When South Sudan’s civil war broke out in December 2013, Uganda sought to prevent the government falling to what it saw as rebels. Fearing that these rebel forces would ally with long-term regional rival Sudan, Ugandan forces intervened, securing Juba before retaking Bor alongside the SPLA.

Hostilities have driven more than 400,000 South Sudanese refugees into Uganda since July 2016

Uganda thus became a party to the conflict – although it was perhaps the only one that largely abided by the laws of war. Uganda paid a diplomatic price for becoming party to the conflict. Uganda was not asked to participate as a mediator in the peace talks led by the Horn of Africa’s Intergovernmental Authority on Development (Igad), even though Museveni was actively involved in Igad Heads of State summits that oversaw the mediation process.

Uganda negotiated a withdrawal of its troops in October 2015 as part of the August 2015 Agreement on the Resolution of Conflict in South Sudan (ARCSS) that ended the war. The two-year military deployment was costly – both financially and politically. Active diplomatic engagement now can both prevent the need for another deployment and at the same time secure Ugandan interests in South Sudan.

Fighting in Juba in July 2016 and an insurgency in South Sudan’s Equatoria region on the Ugandan border has once again brought the country’s conflicts to Kampala’s attention. Hostilities have driven more than 400,000 South Sudanese refugees into Uganda since July 2016. This is far more than arrived during the 2013-15 civil war, when fighting was more intense in northern regions and Ethiopia and Sudan bore most of the humanitarian burden.

Rebel groups in the Equatorias have engaged in deliberate provocations against Ugandan civilians and targeted commercial vehicles from Uganda.

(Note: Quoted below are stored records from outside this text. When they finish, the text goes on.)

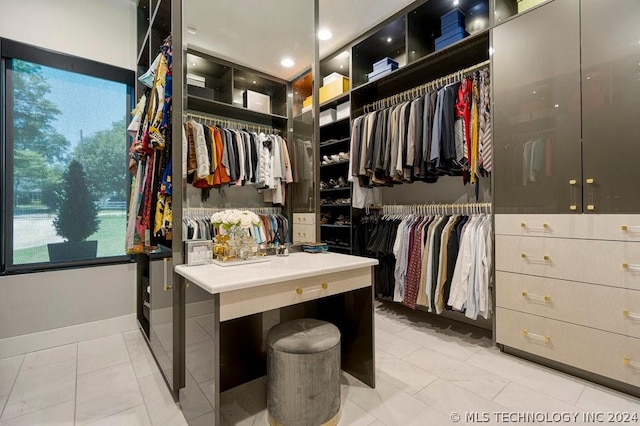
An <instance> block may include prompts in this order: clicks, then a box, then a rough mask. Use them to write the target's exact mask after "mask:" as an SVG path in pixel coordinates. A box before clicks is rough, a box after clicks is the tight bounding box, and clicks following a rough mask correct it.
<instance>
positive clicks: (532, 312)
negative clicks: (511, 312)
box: [496, 272, 640, 338]
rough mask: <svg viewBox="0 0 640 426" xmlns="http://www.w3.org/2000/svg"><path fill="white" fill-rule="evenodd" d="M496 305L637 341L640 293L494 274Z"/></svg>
mask: <svg viewBox="0 0 640 426" xmlns="http://www.w3.org/2000/svg"><path fill="white" fill-rule="evenodd" d="M496 283H497V284H496V285H497V291H496V305H497V306H498V307H499V308H507V309H511V310H515V311H520V312H526V313H529V314H533V315H538V316H542V317H547V318H552V319H556V320H560V321H566V322H570V323H573V324H578V325H584V326H587V327H591V328H597V329H599V330H603V331H611V332H614V333H618V334H624V335H626V336H632V337H636V338H640V291H638V290H627V289H623V288H616V287H607V286H602V285H595V284H584V283H578V282H575V281H562V280H557V279H552V278H541V277H534V276H531V275H520V274H512V273H509V272H497V273H496Z"/></svg>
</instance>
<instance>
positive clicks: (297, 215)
mask: <svg viewBox="0 0 640 426" xmlns="http://www.w3.org/2000/svg"><path fill="white" fill-rule="evenodd" d="M315 223H316V214H315V213H294V214H293V224H294V225H295V224H300V225H314V224H315Z"/></svg>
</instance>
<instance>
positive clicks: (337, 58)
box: [336, 50, 350, 61]
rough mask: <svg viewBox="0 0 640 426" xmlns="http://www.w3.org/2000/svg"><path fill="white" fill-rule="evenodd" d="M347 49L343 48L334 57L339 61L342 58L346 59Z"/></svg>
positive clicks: (347, 55) (347, 52)
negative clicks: (342, 50) (335, 57)
mask: <svg viewBox="0 0 640 426" xmlns="http://www.w3.org/2000/svg"><path fill="white" fill-rule="evenodd" d="M349 56H350V55H349V51H348V50H343V51H342V52H340V53H339V54H338V55H337V56H336V59H337V60H339V61H342V60H343V59H347V58H348V57H349Z"/></svg>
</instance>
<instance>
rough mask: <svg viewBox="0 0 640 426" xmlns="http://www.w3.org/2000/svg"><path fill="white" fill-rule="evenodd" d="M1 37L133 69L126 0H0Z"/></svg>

Yet, Uganda’s response has been more restrained than in December 2013. It deployed a military convoy to rescue civilians during the July 2016 fighting in Juba and subsequently agreed to joint South Sudanese and Ugandan police deployments patrols along key roads to protect vehicle transport. 

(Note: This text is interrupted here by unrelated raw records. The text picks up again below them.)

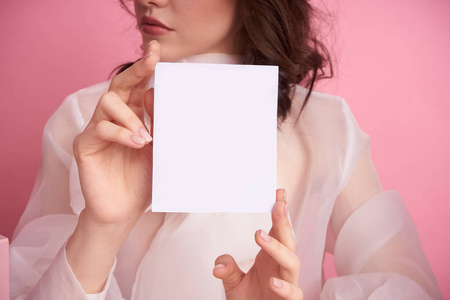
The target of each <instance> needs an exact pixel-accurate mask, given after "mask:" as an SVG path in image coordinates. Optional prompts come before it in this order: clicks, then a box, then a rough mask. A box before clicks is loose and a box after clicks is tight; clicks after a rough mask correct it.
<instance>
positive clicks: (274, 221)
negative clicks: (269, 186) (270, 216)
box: [271, 189, 296, 252]
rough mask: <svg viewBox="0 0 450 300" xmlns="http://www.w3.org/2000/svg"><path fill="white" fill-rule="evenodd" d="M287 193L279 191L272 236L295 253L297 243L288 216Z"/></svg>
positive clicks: (291, 250) (274, 214)
mask: <svg viewBox="0 0 450 300" xmlns="http://www.w3.org/2000/svg"><path fill="white" fill-rule="evenodd" d="M287 212H288V211H287V202H286V191H285V190H282V189H278V190H277V193H276V202H275V206H274V208H273V211H272V224H273V225H272V230H271V235H272V236H273V237H275V238H276V239H277V240H278V241H279V242H280V243H282V244H283V245H285V246H286V247H287V248H288V249H290V250H291V251H294V252H295V249H296V242H295V237H294V235H293V232H292V227H291V224H290V222H289V218H288V214H287Z"/></svg>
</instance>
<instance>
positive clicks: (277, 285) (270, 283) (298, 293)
mask: <svg viewBox="0 0 450 300" xmlns="http://www.w3.org/2000/svg"><path fill="white" fill-rule="evenodd" d="M269 287H270V289H271V290H272V291H273V292H274V293H275V294H277V295H278V296H280V297H281V298H283V299H286V300H302V299H303V291H302V290H301V289H300V288H299V287H298V286H295V285H292V284H290V283H289V282H287V281H284V280H282V279H279V278H275V277H272V278H270V281H269Z"/></svg>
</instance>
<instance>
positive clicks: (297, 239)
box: [10, 54, 442, 300]
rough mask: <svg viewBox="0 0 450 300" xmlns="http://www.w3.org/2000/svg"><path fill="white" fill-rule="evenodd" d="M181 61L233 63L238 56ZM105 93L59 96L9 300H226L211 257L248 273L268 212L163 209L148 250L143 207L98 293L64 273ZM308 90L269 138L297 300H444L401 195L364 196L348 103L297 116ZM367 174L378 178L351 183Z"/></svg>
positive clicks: (22, 242) (25, 226)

President Museveni will naturally defend Uganda’s short-term interests, but he should also work towards longer-term stability by supporting President Salva Kiir’s pledge to bring peace through ARCSS implementation, negotiations and national dialogue.

In particular, President Museveni should use his influence on his South Sudanese counterpart and his experience of regional and international relations to shape a more sophisticated approach from Juba to resolving conflicts and bringing political opposition into the transitional government. President Museveni’s counsel to Kiir has helped smooth the way for the deployment of a regional force approved by the region and operating under the United Nations. Uganda should continue to work with the region to ensure that the force helps set security conditions that enable dialogue and an inclusive government.

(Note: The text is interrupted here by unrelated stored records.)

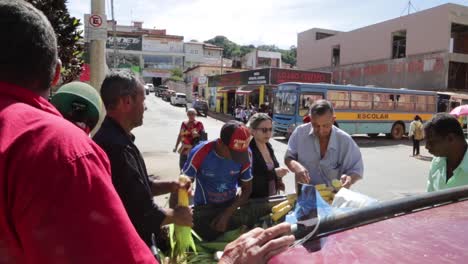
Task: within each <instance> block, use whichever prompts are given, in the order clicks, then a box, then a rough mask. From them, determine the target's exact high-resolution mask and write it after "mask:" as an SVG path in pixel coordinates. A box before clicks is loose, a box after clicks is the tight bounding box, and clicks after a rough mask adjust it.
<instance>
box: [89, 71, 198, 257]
mask: <svg viewBox="0 0 468 264" xmlns="http://www.w3.org/2000/svg"><path fill="white" fill-rule="evenodd" d="M101 97H102V100H103V102H104V106H105V107H106V112H107V116H106V117H105V119H104V121H103V123H102V125H101V128H100V129H99V130H98V132H97V133H96V135H95V136H94V137H93V139H94V141H95V142H96V143H97V144H98V145H99V146H100V147H101V148H102V149H103V150H104V151H105V152H106V154H107V156H108V157H109V160H110V163H111V171H112V183H113V184H114V187H115V189H116V190H117V193H118V194H119V196H120V198H121V199H122V202H123V204H124V206H125V209H126V210H127V213H128V215H129V216H130V219H131V220H132V223H133V225H134V226H135V228H136V230H137V232H138V234H139V235H140V237H141V238H142V239H143V241H145V243H146V244H147V245H148V247H149V248H152V249H153V252H154V248H155V243H154V239H153V235H154V236H155V237H157V236H158V235H159V233H160V231H161V226H163V225H166V224H170V223H176V224H178V225H183V226H191V225H192V211H191V210H190V209H189V208H187V207H177V208H175V209H169V208H164V209H163V208H161V207H159V206H157V205H156V204H155V203H154V201H153V196H156V195H161V194H166V193H177V192H178V190H179V188H190V186H179V183H178V182H177V181H158V180H153V179H150V178H149V177H148V173H147V171H146V165H145V161H144V160H143V157H142V155H141V153H140V151H139V149H138V148H137V146H136V145H135V144H134V143H133V142H134V140H135V136H134V135H133V134H132V133H131V131H132V130H133V129H134V128H136V127H139V126H141V125H142V124H143V113H144V111H145V109H144V100H145V88H144V86H143V84H142V83H141V82H140V81H139V80H137V79H136V77H135V76H134V75H133V74H131V73H127V72H113V73H111V74H109V75H108V76H106V78H105V79H104V82H103V83H102V86H101Z"/></svg>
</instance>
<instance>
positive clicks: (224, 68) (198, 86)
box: [184, 65, 245, 100]
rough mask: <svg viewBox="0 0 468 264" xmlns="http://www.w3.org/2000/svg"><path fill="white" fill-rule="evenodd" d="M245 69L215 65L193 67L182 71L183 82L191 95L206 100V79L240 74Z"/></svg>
mask: <svg viewBox="0 0 468 264" xmlns="http://www.w3.org/2000/svg"><path fill="white" fill-rule="evenodd" d="M244 70H245V69H239V68H232V67H221V66H217V65H195V66H193V67H190V68H188V69H186V70H185V71H184V76H185V82H186V83H187V87H189V90H191V91H192V93H193V94H194V95H196V96H198V97H200V98H203V99H205V100H208V99H209V98H208V94H209V91H208V77H209V76H213V75H220V74H225V73H231V72H240V71H244Z"/></svg>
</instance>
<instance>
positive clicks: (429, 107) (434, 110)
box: [427, 95, 436, 113]
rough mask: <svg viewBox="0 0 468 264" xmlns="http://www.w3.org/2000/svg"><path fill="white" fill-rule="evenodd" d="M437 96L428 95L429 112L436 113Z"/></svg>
mask: <svg viewBox="0 0 468 264" xmlns="http://www.w3.org/2000/svg"><path fill="white" fill-rule="evenodd" d="M435 101H436V98H435V96H430V95H429V96H427V112H429V113H435V112H436V103H435Z"/></svg>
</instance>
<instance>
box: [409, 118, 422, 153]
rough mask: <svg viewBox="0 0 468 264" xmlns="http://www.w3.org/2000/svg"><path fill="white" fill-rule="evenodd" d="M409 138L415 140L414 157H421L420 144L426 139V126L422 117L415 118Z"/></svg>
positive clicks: (414, 146) (411, 126)
mask: <svg viewBox="0 0 468 264" xmlns="http://www.w3.org/2000/svg"><path fill="white" fill-rule="evenodd" d="M408 136H409V137H410V138H411V139H412V140H413V156H419V143H420V142H421V141H422V140H423V139H424V126H423V123H422V119H421V117H420V116H418V115H416V116H415V117H414V120H413V122H411V124H410V129H409V133H408Z"/></svg>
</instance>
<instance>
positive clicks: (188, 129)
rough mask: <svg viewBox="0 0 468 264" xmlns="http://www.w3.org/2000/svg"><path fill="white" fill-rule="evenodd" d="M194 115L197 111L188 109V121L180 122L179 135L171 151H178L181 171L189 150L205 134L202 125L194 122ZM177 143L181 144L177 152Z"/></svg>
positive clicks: (193, 145)
mask: <svg viewBox="0 0 468 264" xmlns="http://www.w3.org/2000/svg"><path fill="white" fill-rule="evenodd" d="M196 115H197V111H196V110H195V109H193V108H189V109H188V110H187V117H188V120H187V121H184V122H182V125H181V126H180V133H179V136H178V137H177V141H176V145H175V147H174V149H173V152H176V151H178V152H179V154H180V157H179V168H180V169H181V170H182V168H183V167H184V164H185V161H187V155H188V154H189V153H190V150H191V149H192V148H193V147H194V146H195V145H196V144H198V143H199V142H200V140H201V136H202V134H204V133H205V128H204V127H203V123H202V122H200V121H198V120H195V117H196ZM179 143H182V146H181V147H180V148H179V150H177V148H178V146H179Z"/></svg>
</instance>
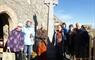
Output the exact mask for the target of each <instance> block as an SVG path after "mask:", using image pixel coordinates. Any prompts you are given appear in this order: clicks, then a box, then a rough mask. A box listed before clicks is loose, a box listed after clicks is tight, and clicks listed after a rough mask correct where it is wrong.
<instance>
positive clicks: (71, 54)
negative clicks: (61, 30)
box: [67, 24, 75, 59]
mask: <svg viewBox="0 0 95 60" xmlns="http://www.w3.org/2000/svg"><path fill="white" fill-rule="evenodd" d="M74 42H75V31H74V26H73V25H72V24H71V25H69V30H68V34H67V53H68V54H69V55H70V59H74V44H75V43H74Z"/></svg>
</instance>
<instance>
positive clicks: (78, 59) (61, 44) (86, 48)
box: [53, 23, 90, 60]
mask: <svg viewBox="0 0 95 60" xmlns="http://www.w3.org/2000/svg"><path fill="white" fill-rule="evenodd" d="M89 39H90V36H89V32H88V31H87V27H86V26H84V25H81V24H80V23H76V25H75V27H74V25H73V24H71V25H69V29H67V28H66V24H65V23H63V24H59V25H58V26H57V29H56V30H55V33H54V38H53V44H54V46H55V47H56V53H57V54H56V55H57V60H65V59H66V55H69V56H70V59H72V60H74V59H75V58H76V60H89Z"/></svg>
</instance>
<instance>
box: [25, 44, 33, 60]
mask: <svg viewBox="0 0 95 60" xmlns="http://www.w3.org/2000/svg"><path fill="white" fill-rule="evenodd" d="M32 51H33V45H25V47H24V53H25V55H26V56H27V58H28V60H30V59H31V55H32Z"/></svg>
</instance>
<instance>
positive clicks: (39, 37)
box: [7, 20, 90, 60]
mask: <svg viewBox="0 0 95 60" xmlns="http://www.w3.org/2000/svg"><path fill="white" fill-rule="evenodd" d="M36 33H37V34H36V35H35V29H34V27H32V21H31V20H27V21H26V24H25V25H24V26H23V25H22V24H21V23H20V24H18V25H17V26H16V28H15V29H13V30H12V31H11V32H10V33H9V37H8V40H7V49H8V50H10V51H11V52H13V53H15V56H16V60H22V59H23V58H21V57H20V56H21V55H20V54H21V52H24V55H25V56H24V57H25V58H27V59H28V60H31V58H32V56H31V55H32V52H33V45H35V44H37V48H36V53H37V56H38V58H37V59H38V60H47V59H46V58H47V57H46V51H47V46H48V45H47V44H48V42H47V40H48V37H47V36H48V35H47V31H46V30H44V29H43V27H41V28H40V29H39V30H37V31H36ZM35 36H36V37H35ZM34 38H35V39H36V40H35V39H34ZM37 39H38V40H37ZM89 39H90V37H89V34H88V31H87V29H86V27H85V26H84V25H82V26H81V25H80V24H79V23H76V27H74V25H73V24H71V25H69V29H67V28H66V24H65V23H63V24H59V25H57V29H56V30H54V36H53V41H52V45H53V46H54V47H55V48H56V59H57V60H65V58H66V54H69V55H70V57H71V59H74V57H76V60H80V59H81V58H82V59H83V60H89V59H88V57H89ZM35 42H38V43H35Z"/></svg>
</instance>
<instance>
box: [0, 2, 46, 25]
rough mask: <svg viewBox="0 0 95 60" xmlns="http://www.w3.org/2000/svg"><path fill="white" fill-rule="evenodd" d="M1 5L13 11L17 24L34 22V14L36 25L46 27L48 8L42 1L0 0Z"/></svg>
mask: <svg viewBox="0 0 95 60" xmlns="http://www.w3.org/2000/svg"><path fill="white" fill-rule="evenodd" d="M3 4H4V5H7V6H8V7H10V8H11V9H13V10H14V12H15V13H16V15H17V19H18V20H17V21H18V22H22V23H24V22H25V20H27V19H31V20H34V19H33V15H35V14H36V17H37V22H38V24H39V25H40V24H43V23H44V24H45V26H46V25H47V13H48V7H47V6H46V5H45V4H44V0H0V5H3ZM5 9H6V8H5ZM10 12H11V11H10Z"/></svg>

Uganda should further deepen its recent rapprochement with Khartoum

Uganda should further deepen its recent rapprochement with Khartoum. Improved relations – noticeable since 2014 when both sides sought to tackle antagonism resulting from their long involvement in South Sudan’s conflicts – have already reduced regional tensions and, in doing so, allowed for more effective cooperation over South Sudan. 

This is facilitated by bilateral visits by both heads of state and broader diplomatic engagement. Uganda has also committed to end its support for Sudanese rebels and should push for Juba to make good its commitment to Khartoum that it will do the same.

President Museveni’s recent attempts to get Sudanese rebels to participate in the African Union-backed peace process has also been a positive move towards finding a lasting solution to Sudan’s enduring conflicts.

While Kampala cannot solve the internal political problems of South Sudan, it can, in conjunction with other Igad members, continue to reduce the danger of an escalation in regional tensions.

As a major regional actor with considerable experience in mediation and a close relationship with the South Sudan government, Uganda can leverage these advantages to help the country overcome its political crisis through national dialogue and negotiations rather than perpetual conflict.

This will also serve as the most effective method of protecting Uganda’s own long-term security and economic interests in its neighbour.